Department of Nephrology and Hypertension, Rabin Medical Center, Petah-Tikva, and the Sackler School of Medicine, Tel Aviv University, Tel-Aviv, Israel.
Am J Kidney Dis. 2010 Aug;56(2):325-37. doi: 10.1053/j.ajkd.2010.01.013. Epub 2010 Jun 9.
In patients with euvolemic and hypervolemic hyponatremia, the effect of vasopressin antagonists is yet undefined.
Systematic review and meta-analysis of randomized controlled trials (RCTs).
SETTING & POPULATION: In- and outpatients with euvolemic or hypervolemic hyponatremia.
We included all RCTs regardless of publication status or language.
Vasopressin antagonists with or without fluid restriction versus placebo or no treatment with or without fluid restriction.
Response rate defined as normalization of serum sodium level or significant increase in serum sodium level at 3-7 days (primary) and later, change from baseline serum sodium level at 3-7 days and later, adverse events, rate of rapid sodium level correction, and rate of hypernatremia.

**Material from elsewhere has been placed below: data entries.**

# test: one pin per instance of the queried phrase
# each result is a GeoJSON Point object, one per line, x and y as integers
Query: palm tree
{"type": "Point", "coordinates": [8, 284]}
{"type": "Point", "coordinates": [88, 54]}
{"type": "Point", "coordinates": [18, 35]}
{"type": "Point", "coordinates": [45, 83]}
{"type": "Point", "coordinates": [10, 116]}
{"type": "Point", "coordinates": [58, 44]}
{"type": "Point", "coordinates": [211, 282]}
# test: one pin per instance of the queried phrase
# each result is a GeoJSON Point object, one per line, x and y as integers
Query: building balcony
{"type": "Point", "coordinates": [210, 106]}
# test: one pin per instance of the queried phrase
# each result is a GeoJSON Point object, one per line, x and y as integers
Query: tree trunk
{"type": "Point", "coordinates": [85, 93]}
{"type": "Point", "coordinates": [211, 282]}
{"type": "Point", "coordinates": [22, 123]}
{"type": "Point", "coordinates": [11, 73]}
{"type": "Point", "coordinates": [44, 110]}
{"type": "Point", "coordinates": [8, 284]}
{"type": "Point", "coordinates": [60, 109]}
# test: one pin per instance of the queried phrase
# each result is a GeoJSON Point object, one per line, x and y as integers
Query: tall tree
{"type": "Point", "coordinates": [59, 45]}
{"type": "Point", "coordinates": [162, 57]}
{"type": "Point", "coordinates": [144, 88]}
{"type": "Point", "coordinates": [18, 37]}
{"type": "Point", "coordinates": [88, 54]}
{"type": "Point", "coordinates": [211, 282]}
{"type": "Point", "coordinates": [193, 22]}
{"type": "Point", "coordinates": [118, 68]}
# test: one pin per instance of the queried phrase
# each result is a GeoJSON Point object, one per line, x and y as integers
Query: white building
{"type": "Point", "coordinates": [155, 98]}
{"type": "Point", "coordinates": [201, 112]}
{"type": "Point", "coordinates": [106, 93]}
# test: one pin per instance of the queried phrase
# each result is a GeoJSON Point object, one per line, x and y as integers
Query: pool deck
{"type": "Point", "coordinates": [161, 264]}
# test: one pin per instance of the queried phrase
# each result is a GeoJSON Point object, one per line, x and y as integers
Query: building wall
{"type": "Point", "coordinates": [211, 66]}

15 RCTs were identified. Vasopressin antagonist treatment significantly increased response rate both early (RR, 3.15; 95% CI, 2.27-4.37; 11 trials) and late (RR, 2.27; 95% CI, 1.79-2.89; 4 trials). Response rates were high in trials assessing mostly euvolemic patients and those assessing mostly hypervolemic patients, with greater effect estimate in the former. Change from baseline serum sodium level was significantly increased both early (weighted mean difference, 5.27 mEq/L; 95% CI, 4.27-6.26, 13 trials) and late (weighted mean difference, 3.49 mEq/L; 95% CI, 2.56-4.41, 8 trials). Although there was an increased rate of rapid sodium correction (RR, 2.52; 95% CI, 1.26-5.08, 8 trials) with vasopressin antagonists, hypernatremia rates were not significantly higher (RR, 2.21; 95% CI, 0.61-7.96; 5 trials), adverse events were not increased, and there were no reports of osmotic demyelination syndrome.
Significant heterogeneity in the primary outcome.
Vasopressin antagonists are effective for the treatment of hypervolemic and euvolemic hyponatremia.
在血容量正常和血容量过多性低钠血症患者中,血管加压素拮抗剂的作用尚不清楚。
系统评价和随机对照试验(RCT)的荟萃分析。
血容量正常或血容量过多性低钠血症的门诊和住院患者。
我们纳入了所有 RCT,无论其发表状态或语言如何。
血管加压素拮抗剂联合或不联合液体限制与安慰剂或不治疗联合或不联合液体限制。
以血清钠水平正常或血清钠水平在 3-7 天内显著升高(主要)和以后为定义的反应率,3-7 天内和以后的血清钠水平从基线的变化,不良事件,血清钠水平快速纠正的速度,以及高钠血症的速度。
确定了 15 项 RCT。血管加压素拮抗剂治疗在早期(RR,3.15;95%CI,2.27-4.37;11 项试验)和晚期(RR,2.27;95%CI,1.79-2.89;4 项试验)均显著提高了反应率。在评估大多数血容量正常患者和大多数血容量过多患者的试验中,反应率较高,前者的估计效果更大。早期(加权均数差,5.27mEq/L;95%CI,4.27-6.26,13 项试验)和晚期(加权均数差,3.49mEq/L;95%CI,2.56-4.41,8 项试验)的血清钠水平从基线的变化均显著增加。虽然血管加压素拮抗剂治疗时快速纠正钠的速度增加(RR,2.52;95%CI,1.26-5.08,8 项试验),但高钠血症的发生率并没有显著升高(RR,2.21;95%CI,0.61-7.96;5 项试验),不良事件没有增加,也没有报告出现渗透性脱髓鞘综合征。
主要结局存在显著异质性。
血管加压素拮抗剂对治疗血容量过多和血容量正常性低钠血症有效。